NDLOCR-Lite is a Japanese OCR engine published by the National Diet Library of Japan. It extracts text from digitized images of books and periodicals using a combination of layout recognition (DEIM) and character recognition (PARSeq).

It can be used via the ndlocr-lite CLI command, but when integrating it into a batch processing pipeline or handling recognition results programmatically, calling it from Python as a library is more practical.

However, NDLOCR-Lite does not expose a public library API. The approach described here calls the internal entry point used by the CLI directly. This article documents how to do that.

Setup

Python 3.10 or later is required. On macOS, the system Python may be 3.9, so install 3.12 via Homebrew or similar.

brew install python@3.12

Installing with pip outside a virtual environment triggers an externally-managed-environment error, so use venv.

python3.12 -m venv venv
source venv/bin/activate
pip install git+https://github.com/ndl-lab/ndlocr-lite.git

The first install downloads ONNX models (~160MB) along with the package.

CLI Structure

The CLI entry point (ndlocr-lite command) internally calls ocr.main(). main() parses arguments with argparse and passes the resulting Namespace to ocr.process(args).

ndlocr-lite command
  → ocr.main()
    → builds argparse.Namespace
    → calls ocr.process(args)

This means you can call ocr.process() directly by constructing the argparse.Namespace yourself.

Calling from a Script

import argparse
import os
from pathlib import Path

import ocr

def run(image_path: str, output_dir: str, viz: bool = False):
    base_dir = Path(ocr.__file__).parent

    args = argparse.Namespace(
        sourcedir=None,
        sourceimg=image_path,
        output=output_dir,
        viz=viz,
        det_weights=str(base_dir / "model" / "deim-s-1024x1024.onnx"),
        det_classes=str(base_dir / "config" / "ndl.yaml"),
        det_score_threshold=0.2,
        det_conf_threshold=0.25,
        det_iou_threshold=0.2,
        simple_mode=False,
        rec_weights30=str(base_dir / "model" / "parseq-ndl-16x256-30-tiny-192epoch-tegaki3.onnx"),
        rec_weights50=str(base_dir / "model" / "parseq-ndl-16x384-50-tiny-146epoch-tegaki2.onnx"),
        rec_weights=str(base_dir / "model" / "parseq-ndl-16x768-100-tiny-165epoch-tegaki2.onnx"),
        rec_classes=str(base_dir / "config" / "NDLmoji.yaml"),
        device="cpu",
    )

    ocr.process(args)

if __name__ == "__main__":
    os.makedirs("output", exist_ok=True)
    run("input.jpg", "output")

Model and config file paths are resolved relative to ocr.__file__ (the package install location), so the script works regardless of where the venv is created.

Output Files

For an input image named input.jpg, the following files are generated in the output directory.

FileContents
input.txtRecognized text (one line per detected text region)
input.xmlLayout-structured XML (bounding boxes, class info, recognized text)
input.jsonJSON format (bounding box coordinates, text, confidence, vertical writing flag)
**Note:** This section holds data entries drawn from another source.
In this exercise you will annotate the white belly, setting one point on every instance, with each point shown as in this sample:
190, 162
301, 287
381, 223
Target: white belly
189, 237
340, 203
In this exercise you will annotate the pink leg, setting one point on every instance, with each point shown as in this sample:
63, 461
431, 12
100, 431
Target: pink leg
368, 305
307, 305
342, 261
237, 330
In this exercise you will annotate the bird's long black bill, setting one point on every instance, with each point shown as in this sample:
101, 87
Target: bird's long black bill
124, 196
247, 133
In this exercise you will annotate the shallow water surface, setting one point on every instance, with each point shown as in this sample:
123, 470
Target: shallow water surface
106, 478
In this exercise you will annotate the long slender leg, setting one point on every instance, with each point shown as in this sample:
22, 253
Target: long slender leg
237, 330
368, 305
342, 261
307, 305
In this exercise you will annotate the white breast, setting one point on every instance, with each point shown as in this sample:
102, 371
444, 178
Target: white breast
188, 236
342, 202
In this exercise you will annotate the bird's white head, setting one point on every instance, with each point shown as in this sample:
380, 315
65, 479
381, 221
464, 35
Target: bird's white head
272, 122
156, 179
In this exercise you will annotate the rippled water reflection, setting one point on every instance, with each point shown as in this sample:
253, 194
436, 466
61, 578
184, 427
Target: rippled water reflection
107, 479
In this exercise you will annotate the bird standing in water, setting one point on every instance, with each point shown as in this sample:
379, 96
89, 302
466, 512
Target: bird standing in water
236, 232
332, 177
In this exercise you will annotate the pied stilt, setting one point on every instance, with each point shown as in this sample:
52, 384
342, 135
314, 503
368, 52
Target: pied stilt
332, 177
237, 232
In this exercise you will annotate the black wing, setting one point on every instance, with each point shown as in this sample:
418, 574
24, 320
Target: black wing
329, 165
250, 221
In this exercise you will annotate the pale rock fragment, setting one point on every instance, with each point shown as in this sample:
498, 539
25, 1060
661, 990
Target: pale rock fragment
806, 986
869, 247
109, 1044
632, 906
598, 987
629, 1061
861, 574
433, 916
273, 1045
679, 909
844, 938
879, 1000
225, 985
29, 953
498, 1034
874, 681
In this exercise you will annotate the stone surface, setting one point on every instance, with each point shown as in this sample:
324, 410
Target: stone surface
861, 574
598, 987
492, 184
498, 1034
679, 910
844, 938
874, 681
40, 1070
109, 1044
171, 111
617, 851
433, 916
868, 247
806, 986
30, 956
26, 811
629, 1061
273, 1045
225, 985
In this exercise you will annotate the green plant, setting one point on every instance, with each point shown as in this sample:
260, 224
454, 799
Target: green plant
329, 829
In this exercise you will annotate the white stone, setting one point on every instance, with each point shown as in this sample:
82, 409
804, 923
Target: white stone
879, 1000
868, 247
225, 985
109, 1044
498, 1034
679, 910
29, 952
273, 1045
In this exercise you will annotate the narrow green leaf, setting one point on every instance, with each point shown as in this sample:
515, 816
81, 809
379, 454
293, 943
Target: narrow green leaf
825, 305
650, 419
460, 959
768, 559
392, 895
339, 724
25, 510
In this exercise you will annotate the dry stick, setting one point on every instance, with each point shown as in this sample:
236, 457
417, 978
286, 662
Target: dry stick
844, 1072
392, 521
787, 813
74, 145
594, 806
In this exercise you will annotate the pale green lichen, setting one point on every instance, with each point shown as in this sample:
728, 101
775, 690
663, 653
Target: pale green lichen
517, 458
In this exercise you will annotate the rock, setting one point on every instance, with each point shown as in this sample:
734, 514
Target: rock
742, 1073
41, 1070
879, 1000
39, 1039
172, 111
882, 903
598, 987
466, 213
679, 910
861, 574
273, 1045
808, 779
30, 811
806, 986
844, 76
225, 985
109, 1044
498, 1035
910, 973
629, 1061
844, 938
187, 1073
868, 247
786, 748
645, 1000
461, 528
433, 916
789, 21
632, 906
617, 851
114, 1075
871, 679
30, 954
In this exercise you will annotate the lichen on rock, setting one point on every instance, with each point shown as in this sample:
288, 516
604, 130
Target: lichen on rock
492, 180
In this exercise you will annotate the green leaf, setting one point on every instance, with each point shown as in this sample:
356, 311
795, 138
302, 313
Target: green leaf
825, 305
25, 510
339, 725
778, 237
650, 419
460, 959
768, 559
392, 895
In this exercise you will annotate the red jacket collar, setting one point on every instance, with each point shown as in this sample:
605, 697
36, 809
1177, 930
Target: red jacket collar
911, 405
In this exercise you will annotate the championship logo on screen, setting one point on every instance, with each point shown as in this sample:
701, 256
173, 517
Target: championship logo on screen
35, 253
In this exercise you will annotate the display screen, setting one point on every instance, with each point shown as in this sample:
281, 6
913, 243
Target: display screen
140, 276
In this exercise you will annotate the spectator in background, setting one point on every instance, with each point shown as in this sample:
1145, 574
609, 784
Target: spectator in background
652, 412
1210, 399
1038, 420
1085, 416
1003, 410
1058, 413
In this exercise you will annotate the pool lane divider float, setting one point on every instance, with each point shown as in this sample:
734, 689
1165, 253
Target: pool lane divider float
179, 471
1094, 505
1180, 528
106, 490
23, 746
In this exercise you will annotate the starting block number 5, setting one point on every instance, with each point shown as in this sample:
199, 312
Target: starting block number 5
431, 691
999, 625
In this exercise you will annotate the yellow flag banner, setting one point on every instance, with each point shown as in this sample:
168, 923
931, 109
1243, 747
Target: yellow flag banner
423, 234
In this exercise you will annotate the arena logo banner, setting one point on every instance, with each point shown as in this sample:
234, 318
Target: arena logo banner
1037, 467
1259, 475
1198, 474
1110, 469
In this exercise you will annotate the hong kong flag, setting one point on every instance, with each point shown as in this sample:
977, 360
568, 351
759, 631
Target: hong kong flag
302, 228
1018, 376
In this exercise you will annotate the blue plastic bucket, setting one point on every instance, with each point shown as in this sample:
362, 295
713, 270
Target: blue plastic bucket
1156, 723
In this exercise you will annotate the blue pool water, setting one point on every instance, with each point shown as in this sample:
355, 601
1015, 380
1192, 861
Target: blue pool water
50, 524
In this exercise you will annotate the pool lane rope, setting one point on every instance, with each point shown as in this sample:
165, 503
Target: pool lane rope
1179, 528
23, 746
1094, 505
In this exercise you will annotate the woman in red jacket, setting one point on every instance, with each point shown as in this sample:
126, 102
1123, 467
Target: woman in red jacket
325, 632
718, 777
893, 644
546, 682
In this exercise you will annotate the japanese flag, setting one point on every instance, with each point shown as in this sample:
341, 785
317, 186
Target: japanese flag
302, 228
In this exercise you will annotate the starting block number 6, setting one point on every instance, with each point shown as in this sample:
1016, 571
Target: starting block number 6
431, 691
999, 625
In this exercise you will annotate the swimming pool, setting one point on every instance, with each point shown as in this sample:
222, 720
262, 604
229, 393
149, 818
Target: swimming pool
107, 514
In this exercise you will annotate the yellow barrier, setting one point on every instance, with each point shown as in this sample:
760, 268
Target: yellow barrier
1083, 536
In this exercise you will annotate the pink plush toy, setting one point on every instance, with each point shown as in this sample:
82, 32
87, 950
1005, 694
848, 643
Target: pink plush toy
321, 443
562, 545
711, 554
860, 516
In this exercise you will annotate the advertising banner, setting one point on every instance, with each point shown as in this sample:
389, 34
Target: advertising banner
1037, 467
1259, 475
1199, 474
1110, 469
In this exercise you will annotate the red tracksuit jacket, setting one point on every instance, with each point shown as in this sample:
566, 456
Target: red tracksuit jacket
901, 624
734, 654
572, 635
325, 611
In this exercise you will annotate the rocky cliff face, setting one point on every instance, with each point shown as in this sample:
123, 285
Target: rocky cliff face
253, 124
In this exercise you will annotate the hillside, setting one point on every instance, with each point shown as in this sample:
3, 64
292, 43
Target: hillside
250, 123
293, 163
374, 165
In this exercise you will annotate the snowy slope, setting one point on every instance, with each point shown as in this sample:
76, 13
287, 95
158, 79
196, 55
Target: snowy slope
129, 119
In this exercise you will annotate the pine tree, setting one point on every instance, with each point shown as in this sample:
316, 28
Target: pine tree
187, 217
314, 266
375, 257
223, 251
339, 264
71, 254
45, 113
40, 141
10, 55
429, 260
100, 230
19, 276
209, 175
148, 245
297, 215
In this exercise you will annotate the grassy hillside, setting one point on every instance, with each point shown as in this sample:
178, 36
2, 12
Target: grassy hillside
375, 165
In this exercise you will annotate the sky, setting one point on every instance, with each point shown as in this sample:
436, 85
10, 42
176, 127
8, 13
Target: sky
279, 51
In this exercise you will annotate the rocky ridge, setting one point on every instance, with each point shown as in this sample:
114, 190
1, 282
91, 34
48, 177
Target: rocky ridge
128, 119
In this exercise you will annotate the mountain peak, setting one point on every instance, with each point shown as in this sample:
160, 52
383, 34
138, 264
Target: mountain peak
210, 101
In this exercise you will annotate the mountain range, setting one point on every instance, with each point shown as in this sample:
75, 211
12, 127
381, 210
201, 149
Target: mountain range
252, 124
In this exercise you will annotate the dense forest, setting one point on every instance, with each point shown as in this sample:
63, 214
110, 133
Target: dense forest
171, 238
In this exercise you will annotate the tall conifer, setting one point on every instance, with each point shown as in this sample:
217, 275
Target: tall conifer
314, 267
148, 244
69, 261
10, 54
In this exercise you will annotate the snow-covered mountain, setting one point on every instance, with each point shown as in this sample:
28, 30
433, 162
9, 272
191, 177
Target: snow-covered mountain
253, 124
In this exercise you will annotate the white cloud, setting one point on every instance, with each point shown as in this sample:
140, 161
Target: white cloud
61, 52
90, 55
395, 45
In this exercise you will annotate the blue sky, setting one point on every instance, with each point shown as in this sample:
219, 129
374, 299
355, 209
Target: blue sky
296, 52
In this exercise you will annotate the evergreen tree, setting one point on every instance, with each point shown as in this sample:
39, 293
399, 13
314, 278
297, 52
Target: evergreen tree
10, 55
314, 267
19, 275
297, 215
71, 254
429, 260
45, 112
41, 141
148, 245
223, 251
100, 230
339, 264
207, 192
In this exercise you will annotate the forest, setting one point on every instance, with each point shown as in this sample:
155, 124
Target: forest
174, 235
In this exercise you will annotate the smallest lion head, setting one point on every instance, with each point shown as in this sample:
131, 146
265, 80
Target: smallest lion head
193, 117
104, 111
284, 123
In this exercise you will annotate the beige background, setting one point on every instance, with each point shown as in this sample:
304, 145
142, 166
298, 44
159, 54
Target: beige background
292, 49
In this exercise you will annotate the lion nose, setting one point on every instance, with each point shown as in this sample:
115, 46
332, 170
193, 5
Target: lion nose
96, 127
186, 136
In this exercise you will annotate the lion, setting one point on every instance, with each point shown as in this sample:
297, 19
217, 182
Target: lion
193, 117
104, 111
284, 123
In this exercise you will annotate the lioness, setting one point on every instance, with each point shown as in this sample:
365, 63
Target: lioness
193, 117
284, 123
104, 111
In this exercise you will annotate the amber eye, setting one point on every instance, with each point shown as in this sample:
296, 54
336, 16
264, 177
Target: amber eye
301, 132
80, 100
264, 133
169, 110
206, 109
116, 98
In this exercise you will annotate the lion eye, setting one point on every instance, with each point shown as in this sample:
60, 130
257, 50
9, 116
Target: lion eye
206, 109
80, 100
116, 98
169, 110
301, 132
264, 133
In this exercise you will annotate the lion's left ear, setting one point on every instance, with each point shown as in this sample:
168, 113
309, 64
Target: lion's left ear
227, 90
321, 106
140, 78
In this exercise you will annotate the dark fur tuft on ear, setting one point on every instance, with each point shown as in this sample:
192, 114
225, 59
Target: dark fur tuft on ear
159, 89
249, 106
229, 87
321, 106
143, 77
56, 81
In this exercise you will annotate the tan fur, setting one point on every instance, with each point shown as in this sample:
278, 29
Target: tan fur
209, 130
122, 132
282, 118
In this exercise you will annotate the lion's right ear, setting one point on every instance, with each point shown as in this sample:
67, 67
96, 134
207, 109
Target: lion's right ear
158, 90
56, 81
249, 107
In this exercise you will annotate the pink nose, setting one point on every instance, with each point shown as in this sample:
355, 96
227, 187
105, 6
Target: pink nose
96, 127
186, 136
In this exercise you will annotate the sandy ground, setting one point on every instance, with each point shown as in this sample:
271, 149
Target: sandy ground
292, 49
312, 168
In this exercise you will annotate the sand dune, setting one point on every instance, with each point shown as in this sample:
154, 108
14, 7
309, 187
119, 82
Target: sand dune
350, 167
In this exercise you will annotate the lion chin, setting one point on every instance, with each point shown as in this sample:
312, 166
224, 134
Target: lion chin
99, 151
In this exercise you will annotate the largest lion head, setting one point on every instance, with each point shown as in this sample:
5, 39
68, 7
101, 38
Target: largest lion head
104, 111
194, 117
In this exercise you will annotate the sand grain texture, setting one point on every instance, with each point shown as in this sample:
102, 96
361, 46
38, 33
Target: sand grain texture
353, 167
Setting viz=True also outputs a visualization image viz_input.jpg with blue boxes overlaid on detected regions.

The JSON output has the following structure.

{
  "contents": [
    {
      "boundingBox": [x1, y1, x2, y2],
      "text": "recognized text",
      "confidence": 0.95,
      "isVertical": true
    }
  ],
  "imginfo": {
    "img_width": 1024,
    "img_height": 768,
    "img_path": "input.jpg"
  }
}

For batch processing pipelines, reading the JSON output is the most convenient way to pass results to downstream programs.

Customizing Arguments

The main arguments are listed below.

ArgumentDefaultDescription
sourceimgPath to a single image
sourcedirPath to an image directory (processes all images inside)
outputOutput directory
vizFalseOutput visualization image
device"cpu"Set to "cuda" for GPU inference (requires onnxruntime-gpu)
simple_modeFalseUse a single recognition model (normally switches between 3 models based on character count)
det_score_threshold0.2Detection score threshold

When using sourcedir, images in the directory (jpg, png, tiff, jp2, bmp) are processed in batch. Set sourceimg to None in that case.

Notes

  • ocr.process() is not a public API. This approach depends on internal implementation details, and the argument structure may change in future versions of NDLOCR-Lite.
  • The text output (.txt) reverses line order when more than 50% of detected lines are vertical (tate-gaki), to approximate natural reading order.
  • Character recognition automatically switches between three models for 30, 50, and 100 characters based on predicted character count. Setting simple_mode=True forces use of a single model.